In [None]:
version = "v2.2.033020"

# Assignment 3: Mining Vectors and Matrices (Part I)

Welcome to Assignment 3! In this assigment, you will be playing with vectors and matrices. Similar to itemsets, or other representations of data, we care about *similarity* and *patterns*, the two basic outputs of data mining and building blocks of advanced functionalities. Through this assignment, you will get hands-on experience to derive both similarity measurements and patterns with various vector and matrix operations.

We have curated another real-world dataset for you -- restaurant ratings on Yelp. The original data set can be found [here](https://www.yelp.com/dataset). To make this assignment more trackable, we have preprocessed the data and only kept the restaurants in Montréal, Canada. As with all real-world problems, be sure to sanity-check the quality of the data and be ready to handle "unexpected" scenarios of the "Wild Thing."

In this assignment, you will: 
* Represent the dataset as a matrix and check the row and column vectors.
* Implement various vector similarity/distance measures. 
* Find the top similar vectors to a given vector.
* Compute SVD transformation of the Matrix/Vectors and analyze the vectors with reduced dimensionality. 

In Part I of the assignment, we will load the dataset, transform it into vector/matrix format, and perform necessary sanity checks. You only need to code very little in this part. Please run all the code blocks in order and read the descriptions carefully. 
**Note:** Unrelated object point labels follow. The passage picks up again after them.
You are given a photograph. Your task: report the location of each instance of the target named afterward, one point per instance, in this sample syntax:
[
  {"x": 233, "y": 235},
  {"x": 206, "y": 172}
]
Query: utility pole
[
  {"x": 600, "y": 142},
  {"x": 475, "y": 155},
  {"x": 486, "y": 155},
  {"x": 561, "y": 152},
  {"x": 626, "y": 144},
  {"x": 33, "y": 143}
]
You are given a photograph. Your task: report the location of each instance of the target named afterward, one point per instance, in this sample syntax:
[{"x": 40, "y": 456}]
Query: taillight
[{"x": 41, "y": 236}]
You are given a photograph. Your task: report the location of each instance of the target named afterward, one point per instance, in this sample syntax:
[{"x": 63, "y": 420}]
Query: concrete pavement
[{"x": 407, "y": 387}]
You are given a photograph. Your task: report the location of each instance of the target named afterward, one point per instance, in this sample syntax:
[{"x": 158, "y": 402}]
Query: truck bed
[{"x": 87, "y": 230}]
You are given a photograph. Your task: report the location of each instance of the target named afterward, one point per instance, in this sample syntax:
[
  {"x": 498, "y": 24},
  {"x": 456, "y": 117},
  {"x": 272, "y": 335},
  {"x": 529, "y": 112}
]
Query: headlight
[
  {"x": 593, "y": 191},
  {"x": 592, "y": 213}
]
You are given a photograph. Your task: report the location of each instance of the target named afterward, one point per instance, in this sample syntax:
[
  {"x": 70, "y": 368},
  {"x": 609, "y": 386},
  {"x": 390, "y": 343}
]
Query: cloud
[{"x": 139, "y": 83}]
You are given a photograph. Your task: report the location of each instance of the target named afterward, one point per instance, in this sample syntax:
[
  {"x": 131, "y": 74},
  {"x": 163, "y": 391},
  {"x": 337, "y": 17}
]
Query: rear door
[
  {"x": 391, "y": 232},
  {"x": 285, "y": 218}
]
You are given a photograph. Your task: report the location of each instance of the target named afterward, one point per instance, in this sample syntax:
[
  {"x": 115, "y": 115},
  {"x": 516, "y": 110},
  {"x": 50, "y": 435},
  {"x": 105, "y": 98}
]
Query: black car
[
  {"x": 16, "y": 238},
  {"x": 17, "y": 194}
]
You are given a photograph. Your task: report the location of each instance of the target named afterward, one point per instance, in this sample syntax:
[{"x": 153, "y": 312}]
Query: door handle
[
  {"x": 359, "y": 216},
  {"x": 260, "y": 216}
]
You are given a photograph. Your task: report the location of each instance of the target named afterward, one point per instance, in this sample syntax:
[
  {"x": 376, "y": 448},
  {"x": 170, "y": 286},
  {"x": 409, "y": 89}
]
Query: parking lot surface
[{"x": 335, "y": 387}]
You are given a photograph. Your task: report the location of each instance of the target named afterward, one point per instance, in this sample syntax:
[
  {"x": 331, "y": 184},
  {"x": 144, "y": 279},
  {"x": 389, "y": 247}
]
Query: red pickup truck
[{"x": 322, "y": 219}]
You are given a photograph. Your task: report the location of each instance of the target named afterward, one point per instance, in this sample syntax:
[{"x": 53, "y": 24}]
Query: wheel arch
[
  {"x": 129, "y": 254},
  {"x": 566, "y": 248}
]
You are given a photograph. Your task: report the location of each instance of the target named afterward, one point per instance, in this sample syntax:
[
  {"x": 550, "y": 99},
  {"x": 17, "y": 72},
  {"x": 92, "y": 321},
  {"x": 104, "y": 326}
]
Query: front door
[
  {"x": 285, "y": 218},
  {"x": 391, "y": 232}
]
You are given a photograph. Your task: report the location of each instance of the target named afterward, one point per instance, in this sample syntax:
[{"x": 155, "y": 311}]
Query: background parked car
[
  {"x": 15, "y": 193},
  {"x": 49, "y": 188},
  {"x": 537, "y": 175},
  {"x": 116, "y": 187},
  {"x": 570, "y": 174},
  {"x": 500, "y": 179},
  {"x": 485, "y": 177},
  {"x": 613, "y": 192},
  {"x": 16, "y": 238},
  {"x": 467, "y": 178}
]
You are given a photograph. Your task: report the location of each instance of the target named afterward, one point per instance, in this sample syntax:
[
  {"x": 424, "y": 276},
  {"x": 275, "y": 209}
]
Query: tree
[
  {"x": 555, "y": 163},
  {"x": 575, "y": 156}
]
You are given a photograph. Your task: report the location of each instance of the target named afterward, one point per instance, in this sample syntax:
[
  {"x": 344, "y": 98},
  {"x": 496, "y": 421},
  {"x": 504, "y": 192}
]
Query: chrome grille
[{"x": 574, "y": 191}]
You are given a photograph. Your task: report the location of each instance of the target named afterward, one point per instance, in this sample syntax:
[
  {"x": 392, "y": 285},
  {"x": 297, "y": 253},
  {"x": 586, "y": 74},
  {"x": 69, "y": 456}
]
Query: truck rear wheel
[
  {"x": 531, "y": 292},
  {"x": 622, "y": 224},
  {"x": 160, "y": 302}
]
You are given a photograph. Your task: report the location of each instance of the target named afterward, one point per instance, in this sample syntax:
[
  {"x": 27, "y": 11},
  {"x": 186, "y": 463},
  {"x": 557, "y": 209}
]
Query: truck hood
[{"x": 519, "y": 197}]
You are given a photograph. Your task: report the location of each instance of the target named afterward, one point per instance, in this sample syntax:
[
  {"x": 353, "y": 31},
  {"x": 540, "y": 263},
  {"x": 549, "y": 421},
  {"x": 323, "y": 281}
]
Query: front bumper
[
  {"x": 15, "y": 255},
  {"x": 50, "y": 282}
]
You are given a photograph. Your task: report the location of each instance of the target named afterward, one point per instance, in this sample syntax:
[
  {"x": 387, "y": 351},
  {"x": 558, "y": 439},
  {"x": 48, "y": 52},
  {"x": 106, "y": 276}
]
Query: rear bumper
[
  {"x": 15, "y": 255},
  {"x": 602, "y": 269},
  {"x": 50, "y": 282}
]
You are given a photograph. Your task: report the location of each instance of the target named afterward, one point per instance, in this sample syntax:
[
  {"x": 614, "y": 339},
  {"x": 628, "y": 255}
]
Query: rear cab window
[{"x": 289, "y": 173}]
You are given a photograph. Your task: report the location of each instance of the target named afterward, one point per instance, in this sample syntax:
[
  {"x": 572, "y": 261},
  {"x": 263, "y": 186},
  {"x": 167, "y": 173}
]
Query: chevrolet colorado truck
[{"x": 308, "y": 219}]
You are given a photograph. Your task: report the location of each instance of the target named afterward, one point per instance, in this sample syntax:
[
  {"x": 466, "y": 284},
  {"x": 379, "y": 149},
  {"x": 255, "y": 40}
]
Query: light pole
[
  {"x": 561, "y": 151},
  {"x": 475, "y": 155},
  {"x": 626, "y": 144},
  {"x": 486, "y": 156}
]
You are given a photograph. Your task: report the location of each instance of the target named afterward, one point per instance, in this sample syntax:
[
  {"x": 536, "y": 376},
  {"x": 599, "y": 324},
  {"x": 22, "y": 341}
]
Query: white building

First, let's import the packages and dependencies that will be used later.

In [None]:
import pandas as pd
import numpy as np

## Data Preprocessing
Let's start by loading the data and preview the first few lines. We will use two data files. The montreal_business.csv file stores the attributes of the restaurants, and the montreal_rating.csv file stores the user ratings of the restaurants. Both businesses and users are assigned randomized string identifiers (business_id and user_id), as a common way to preserve the privacy of customers.

In [None]:
business_df = pd.read_csv('assets/montreal_business.csv')
business_df.head()

In [None]:
business_df.set_index('business_id', inplace=True)
business_df.head()

Every row is a restaurant, and the "stars" field stores the aggregated rating of all its customers.  Other fields should be self-explanatory. 

In [None]:
review_df = pd.read_csv('assets/montreal_user.csv')
review_df.head()

Every row in this user-rating data file corresponds to a restaurant-user pair, and the "stars" column stores the individual (unaggregated) score that users gave to that restaurant. 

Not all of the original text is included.